Summary of experiments

(A) Experiment 1: Letter familiarity task. Participants were shown upright and inverted versions of each letter and had to identify which one they had seen more often. (B) Experiment 2: Letter recognition task. Participants were shown upright letters and had to name the letter. (C) Experiment 3: Letter search task. Participants saw two boxes containing four letters each and had to identify the box containing the one odd or different item. Letters were either upright or inverted in interleaved trials. (D) Experiment 4: RAN task. Participants were shown a card printed with a grid of digits and were asked to rapidly read them aloud from left to right as quickly as possible.
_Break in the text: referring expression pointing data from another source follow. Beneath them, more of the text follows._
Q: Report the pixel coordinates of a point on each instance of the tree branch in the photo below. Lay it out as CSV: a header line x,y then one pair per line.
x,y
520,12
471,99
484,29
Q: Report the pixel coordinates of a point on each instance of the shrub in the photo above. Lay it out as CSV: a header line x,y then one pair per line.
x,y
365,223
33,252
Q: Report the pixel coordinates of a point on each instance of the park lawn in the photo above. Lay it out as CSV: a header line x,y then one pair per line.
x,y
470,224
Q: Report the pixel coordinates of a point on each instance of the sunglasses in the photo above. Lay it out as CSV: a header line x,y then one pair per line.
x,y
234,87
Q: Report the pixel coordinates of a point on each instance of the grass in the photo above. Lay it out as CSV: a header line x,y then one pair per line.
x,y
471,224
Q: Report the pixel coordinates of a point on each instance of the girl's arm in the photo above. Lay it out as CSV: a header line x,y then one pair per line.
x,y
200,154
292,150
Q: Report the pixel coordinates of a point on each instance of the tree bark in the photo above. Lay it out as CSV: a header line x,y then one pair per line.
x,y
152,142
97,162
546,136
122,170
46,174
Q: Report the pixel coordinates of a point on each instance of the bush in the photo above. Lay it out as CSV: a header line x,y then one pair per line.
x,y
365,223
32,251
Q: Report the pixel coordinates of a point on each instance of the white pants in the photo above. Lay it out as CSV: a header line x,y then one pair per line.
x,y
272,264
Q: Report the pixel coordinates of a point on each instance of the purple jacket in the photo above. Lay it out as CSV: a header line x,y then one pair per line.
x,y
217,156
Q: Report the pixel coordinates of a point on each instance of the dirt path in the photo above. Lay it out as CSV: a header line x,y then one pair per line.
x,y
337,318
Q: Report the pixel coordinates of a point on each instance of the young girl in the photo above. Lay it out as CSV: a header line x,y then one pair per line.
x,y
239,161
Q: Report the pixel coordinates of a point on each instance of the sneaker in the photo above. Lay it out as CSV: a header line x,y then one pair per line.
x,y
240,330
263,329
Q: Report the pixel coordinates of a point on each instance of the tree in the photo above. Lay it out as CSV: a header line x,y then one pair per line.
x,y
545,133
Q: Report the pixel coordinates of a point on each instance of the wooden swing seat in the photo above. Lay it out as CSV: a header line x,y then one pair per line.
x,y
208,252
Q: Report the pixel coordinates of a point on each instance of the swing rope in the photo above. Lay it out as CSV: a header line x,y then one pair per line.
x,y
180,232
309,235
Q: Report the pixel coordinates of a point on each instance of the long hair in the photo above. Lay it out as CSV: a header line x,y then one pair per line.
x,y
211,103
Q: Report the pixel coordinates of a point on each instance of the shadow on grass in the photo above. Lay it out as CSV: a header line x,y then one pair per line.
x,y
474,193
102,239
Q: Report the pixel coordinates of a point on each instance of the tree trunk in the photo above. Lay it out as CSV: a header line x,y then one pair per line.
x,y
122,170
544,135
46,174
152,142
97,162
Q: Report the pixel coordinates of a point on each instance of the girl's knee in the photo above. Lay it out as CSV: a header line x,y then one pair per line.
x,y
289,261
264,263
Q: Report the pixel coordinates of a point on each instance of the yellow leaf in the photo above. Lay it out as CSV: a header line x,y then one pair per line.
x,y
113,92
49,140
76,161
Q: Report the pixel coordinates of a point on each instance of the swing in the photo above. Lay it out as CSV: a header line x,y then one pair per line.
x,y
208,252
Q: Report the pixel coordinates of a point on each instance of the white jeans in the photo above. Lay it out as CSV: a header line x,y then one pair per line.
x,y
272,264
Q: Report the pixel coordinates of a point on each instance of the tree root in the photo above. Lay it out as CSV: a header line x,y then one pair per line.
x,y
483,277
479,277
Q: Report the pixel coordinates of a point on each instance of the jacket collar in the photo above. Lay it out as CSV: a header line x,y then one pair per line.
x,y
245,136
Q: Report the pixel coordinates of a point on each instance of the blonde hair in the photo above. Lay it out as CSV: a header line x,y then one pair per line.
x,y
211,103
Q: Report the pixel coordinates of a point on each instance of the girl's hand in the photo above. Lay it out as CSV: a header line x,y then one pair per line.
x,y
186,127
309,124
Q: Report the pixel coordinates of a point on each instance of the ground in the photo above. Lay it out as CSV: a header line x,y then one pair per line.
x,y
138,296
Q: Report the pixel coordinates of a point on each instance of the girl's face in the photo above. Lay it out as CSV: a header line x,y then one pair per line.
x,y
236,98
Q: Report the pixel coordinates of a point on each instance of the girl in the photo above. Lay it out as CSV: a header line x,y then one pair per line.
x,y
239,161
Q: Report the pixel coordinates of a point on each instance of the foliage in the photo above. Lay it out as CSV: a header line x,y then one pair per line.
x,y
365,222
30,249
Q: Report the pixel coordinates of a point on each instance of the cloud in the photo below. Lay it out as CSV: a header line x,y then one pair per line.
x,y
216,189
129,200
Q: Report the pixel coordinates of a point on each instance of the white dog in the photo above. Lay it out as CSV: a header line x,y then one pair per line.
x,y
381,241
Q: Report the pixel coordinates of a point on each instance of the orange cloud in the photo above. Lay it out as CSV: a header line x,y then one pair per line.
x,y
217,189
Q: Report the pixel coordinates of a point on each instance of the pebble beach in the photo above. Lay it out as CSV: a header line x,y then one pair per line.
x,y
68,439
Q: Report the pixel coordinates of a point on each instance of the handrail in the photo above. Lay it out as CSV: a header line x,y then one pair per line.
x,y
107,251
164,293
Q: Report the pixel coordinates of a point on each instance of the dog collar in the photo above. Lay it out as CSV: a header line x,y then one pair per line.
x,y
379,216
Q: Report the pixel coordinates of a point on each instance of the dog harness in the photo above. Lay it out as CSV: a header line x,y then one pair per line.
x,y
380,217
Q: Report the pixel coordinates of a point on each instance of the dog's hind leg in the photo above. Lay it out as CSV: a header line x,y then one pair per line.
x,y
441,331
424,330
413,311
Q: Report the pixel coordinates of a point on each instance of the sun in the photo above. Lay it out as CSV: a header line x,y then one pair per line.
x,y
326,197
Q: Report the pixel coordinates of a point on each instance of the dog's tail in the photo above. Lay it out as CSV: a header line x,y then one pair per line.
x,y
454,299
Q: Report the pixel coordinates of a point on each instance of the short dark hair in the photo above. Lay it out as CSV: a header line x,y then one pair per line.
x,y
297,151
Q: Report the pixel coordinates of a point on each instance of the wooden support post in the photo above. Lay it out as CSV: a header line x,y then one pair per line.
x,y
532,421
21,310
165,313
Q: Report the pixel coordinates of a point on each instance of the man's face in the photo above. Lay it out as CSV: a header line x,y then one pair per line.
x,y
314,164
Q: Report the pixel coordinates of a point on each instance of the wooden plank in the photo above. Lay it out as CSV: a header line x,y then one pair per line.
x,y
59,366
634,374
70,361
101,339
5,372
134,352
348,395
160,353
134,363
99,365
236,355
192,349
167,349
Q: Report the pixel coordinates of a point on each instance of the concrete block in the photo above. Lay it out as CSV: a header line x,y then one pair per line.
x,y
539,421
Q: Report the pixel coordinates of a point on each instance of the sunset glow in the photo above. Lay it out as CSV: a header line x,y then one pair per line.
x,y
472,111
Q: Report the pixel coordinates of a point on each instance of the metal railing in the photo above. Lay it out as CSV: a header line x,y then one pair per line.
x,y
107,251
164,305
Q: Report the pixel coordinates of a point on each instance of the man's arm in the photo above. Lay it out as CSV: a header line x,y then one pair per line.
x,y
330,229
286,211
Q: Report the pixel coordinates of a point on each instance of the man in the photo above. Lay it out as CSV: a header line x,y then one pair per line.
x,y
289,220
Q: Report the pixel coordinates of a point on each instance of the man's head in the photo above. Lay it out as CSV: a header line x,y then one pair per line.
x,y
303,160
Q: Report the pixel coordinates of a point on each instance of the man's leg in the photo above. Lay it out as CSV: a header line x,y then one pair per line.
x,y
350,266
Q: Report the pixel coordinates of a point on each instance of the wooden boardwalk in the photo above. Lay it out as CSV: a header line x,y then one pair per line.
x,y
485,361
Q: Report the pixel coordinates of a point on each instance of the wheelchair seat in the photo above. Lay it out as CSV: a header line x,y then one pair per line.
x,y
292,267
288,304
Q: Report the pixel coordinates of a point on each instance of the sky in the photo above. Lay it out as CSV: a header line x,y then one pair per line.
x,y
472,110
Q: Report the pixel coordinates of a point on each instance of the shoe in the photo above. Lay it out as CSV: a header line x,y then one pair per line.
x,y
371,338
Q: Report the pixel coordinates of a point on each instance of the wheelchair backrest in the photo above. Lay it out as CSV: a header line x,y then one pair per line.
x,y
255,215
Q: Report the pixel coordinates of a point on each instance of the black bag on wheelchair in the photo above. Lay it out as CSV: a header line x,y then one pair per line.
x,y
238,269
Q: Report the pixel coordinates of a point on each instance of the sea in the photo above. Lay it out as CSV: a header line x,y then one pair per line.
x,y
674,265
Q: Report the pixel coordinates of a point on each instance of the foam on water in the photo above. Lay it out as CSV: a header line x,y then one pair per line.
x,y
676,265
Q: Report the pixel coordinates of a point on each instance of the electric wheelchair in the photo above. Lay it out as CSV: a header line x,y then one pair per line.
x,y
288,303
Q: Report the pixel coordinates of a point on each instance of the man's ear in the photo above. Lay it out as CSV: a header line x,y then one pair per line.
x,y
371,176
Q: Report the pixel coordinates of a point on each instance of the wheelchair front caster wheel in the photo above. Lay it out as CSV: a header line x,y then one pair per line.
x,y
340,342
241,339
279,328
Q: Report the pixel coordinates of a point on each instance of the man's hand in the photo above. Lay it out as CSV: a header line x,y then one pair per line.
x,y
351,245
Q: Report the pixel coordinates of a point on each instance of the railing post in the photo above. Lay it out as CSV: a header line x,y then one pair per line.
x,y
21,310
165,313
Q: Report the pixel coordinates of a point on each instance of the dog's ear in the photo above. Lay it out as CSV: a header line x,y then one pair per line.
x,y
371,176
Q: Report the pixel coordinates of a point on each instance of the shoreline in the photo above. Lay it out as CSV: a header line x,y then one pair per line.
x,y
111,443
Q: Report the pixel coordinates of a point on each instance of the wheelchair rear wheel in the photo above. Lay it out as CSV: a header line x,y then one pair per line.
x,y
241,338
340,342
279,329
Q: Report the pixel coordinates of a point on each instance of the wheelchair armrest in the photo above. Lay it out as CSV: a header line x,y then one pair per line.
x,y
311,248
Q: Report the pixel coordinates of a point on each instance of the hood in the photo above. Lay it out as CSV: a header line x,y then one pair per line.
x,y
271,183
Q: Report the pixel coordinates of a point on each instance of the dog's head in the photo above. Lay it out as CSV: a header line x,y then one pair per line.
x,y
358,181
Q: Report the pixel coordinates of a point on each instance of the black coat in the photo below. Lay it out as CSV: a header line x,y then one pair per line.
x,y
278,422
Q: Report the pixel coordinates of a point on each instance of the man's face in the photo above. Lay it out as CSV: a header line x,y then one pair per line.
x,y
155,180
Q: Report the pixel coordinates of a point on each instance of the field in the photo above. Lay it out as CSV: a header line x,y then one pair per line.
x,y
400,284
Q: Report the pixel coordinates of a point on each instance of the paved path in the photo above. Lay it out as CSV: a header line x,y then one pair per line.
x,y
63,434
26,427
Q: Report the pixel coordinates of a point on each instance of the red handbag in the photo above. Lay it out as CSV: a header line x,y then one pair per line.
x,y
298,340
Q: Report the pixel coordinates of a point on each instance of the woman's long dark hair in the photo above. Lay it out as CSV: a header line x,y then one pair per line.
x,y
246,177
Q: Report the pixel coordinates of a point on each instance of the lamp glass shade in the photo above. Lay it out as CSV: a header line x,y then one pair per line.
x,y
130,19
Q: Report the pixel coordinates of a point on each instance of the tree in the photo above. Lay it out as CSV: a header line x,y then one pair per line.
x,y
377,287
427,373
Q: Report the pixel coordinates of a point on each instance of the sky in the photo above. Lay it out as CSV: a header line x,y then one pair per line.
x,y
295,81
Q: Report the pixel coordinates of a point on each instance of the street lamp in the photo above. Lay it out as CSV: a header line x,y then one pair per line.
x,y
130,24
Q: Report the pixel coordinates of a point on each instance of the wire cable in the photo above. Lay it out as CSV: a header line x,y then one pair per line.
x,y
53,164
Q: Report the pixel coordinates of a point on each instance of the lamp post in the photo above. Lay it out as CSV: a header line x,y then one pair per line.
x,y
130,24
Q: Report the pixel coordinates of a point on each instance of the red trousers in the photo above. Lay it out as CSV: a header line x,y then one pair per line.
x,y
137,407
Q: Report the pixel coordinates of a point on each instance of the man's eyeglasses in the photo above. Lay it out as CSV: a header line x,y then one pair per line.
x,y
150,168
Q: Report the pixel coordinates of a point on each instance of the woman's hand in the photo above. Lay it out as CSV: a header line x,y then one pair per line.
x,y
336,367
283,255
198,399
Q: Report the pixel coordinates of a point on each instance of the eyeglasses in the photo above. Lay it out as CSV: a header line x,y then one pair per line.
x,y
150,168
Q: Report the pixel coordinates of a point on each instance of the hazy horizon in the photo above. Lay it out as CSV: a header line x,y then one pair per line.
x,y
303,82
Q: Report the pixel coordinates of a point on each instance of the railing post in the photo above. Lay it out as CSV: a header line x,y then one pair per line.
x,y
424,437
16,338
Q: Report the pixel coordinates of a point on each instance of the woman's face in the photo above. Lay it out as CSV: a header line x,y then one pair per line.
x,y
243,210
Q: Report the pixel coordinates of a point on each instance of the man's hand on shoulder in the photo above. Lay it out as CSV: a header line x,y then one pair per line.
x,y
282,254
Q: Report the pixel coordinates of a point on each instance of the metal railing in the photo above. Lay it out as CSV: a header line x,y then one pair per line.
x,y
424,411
Letter shape familiarity and letter name knowledge in early readers

(A) Accuracy on the familiarity task (Experiment 1) plotted against the accuracy on the letter recognition task across 208 children who participated in both tasks. Each dot represents one child. Participants are shown as divided into four distinct groups based on familiarity and recognition accuracy for subsequent analyses in panels D-G: high/low familiarity (cyan/blue) × high/low recognition (orange/red). The overall correlation across all participants is depicted at the bottom left with asterisks representing statistical significance (**** is p < .00005). (B) Same as (A) but using familiarity accuracy calculated only on the letters that were not recognized by each child. Recognition accuracy is calculated as before. Note that this means that familiarity accuracy is calculated over many more letters for children with low compared to high recognition accuracy. Nonetheless it can be seen that children show high levels of letter shape familiarity even on letters that they did not recognize at all. This challenges the assumption that children become familiar with letter shape only when they undergo formal reading instruction. (C) Same as (A) but using familiarity accuracy calculated only on recognized letters, shown for the sake of completeness. Note that familiarity accuracy is now calculated across many more letters for children with high compared to low recognition accuracy. It can be seen that children showed high levels of letter familiarity on letters that they did recognize, which is not surprising. (D) Average search time for upright and inverted letter searches for participants in the high familiarity, low recognition group (n = 39). Error bars represent the standard error of the mean for the average search time across participants. Asterisks above the bars represent statistical significance, calculated using a sign-rank test on average search times for upright and inverted searches (** is p < .005). (E) Same as (D) but for the high familiarity, high recognition group (n = 121, *** is p < .0005). (F) Same as (D) but for the low familiarity, low recognition group (n = 28). (G) Same as (D) but for the low familiarity, high recognition group (n = 20).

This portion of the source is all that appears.